Prescription Drug Coverage: Terms to Know

Here is a list of terms relating to Medicare prescription drug plans.

Co-insurance

This is an amount a person may be required to pay for services after paying any plan deductibles. In Original Medicare, this is a percentage (about 20%) of the Medicare-approved amount. A person has to pay this amount after paying the Part A and/or Part B deductible. In a Medicare Prescription Drug Plan, the co-insurance will vary depending on how much the person has spent.

Co-payment

In some Medicare health and prescription drug plans, this is an amount a person pays for each medical service, like a doctor's visit, or prescription. A co-payment is usually a set amount. For example, this could be $10 or $20 for a doctor's visit or prescription. Co-payments are also used for some hospital outpatient services in Original Medicare.

Coverage Gap, Catastrophic Coverage

Most Medicare drug plans have a coverage gap. This means that after the person and the plan have spent a certain amount of money for covered drugs, the person has to pay all costs for drugs while in the coverage gap. The person must also continue to pay the plan's monthly premium while in the coverage gap.

Effective January 1, 2011: if a person reaches the coverage gap, he or she may get a 50% discount on brand-name prescription drugs and a 7% discount for generic drugs at the time they buy them. There will be additional savings for people who reach the coverage gap each year thereafter until the gap is completely closed in 2020.

Once a person reaches the plan's out-of-pocket limit during the coverage gap, "catastrophic coverage" automatically kicks in. Catastrophic coverage assures that once a person has spent up to the plan's out-of-pocket limit for covered drugs, he or she will only pay a small co-insurance amount or a co-payment for the rest of the year.
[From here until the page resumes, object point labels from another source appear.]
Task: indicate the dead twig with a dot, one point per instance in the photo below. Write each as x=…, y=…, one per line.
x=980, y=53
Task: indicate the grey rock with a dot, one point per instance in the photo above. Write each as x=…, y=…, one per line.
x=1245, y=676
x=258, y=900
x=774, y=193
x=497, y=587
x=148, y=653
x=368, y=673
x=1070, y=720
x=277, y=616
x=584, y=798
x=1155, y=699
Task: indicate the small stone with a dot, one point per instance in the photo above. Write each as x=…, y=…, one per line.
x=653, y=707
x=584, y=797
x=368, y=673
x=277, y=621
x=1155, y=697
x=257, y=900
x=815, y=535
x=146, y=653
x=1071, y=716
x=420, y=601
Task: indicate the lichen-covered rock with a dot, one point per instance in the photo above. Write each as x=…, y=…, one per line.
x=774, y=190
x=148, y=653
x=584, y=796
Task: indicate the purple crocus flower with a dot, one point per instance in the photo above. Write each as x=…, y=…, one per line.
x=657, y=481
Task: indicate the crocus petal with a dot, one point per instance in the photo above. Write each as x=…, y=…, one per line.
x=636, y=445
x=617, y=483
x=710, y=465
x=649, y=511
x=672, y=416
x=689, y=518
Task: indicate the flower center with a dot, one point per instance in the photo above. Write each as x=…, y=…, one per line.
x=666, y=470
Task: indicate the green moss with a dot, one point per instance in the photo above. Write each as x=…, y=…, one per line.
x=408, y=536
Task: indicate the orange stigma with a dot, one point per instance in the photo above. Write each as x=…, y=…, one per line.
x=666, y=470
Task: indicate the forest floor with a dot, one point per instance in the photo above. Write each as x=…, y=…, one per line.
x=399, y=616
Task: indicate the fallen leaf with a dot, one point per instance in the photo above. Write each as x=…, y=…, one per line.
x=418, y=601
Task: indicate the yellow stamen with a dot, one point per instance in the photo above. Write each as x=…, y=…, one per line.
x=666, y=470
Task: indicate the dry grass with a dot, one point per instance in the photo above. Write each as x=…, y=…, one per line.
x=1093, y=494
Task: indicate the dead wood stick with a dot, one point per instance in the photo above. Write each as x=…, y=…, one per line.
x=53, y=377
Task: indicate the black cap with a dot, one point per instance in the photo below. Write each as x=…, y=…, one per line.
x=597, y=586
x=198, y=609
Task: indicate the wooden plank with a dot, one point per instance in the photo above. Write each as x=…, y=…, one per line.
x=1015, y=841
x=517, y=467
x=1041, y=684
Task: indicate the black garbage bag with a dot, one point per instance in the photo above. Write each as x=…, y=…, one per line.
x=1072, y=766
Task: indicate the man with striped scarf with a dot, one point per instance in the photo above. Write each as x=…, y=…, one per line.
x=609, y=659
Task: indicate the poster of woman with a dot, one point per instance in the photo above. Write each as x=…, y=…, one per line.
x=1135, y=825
Creditable Prescription Drug Coverage

This is prescription drug coverage (for example, from an employer or union) that is expected to pay, on average, at least as much as Medicare's standard prescription drug coverage.

Deductible

This is the amount a person must pay for health care or prescriptions before Original Medicare, the person's prescription drug plan, or other insurance begins to pay. For example, in Original Medicare, a person pays a new deductible for each benefit period for Part A and each year for Part B. These amounts can change every year.

Drug List

A list of drugs covered by a plan. This list is also called a formulary.

Extra Help

A program to help people with limited income and resources pay prescription drug costs. Also called the "low-income subsidy."

Penalty

An amount added to a person's monthly premium for Medicare Part B or a Medicare drug plan (Part D), if the person doesn't join when first eligible. He or she pays this higher amount as long as they have Medicare. There are some exceptions.

Premium

This is the periodic payment to Medicare, an insurance company, or a health care plan for health or prescription drug coverage.

Prior Authorization

Drug plans may have drugs that require prior authorization. Prior authorization means that the person and/or the doctor must contact the plan before certain prescriptions can be filled. The doctor may need to show that the drug is medically necessary for it to be covered. Plans do this to be sure these drugs are used correctly and only when medically necessary.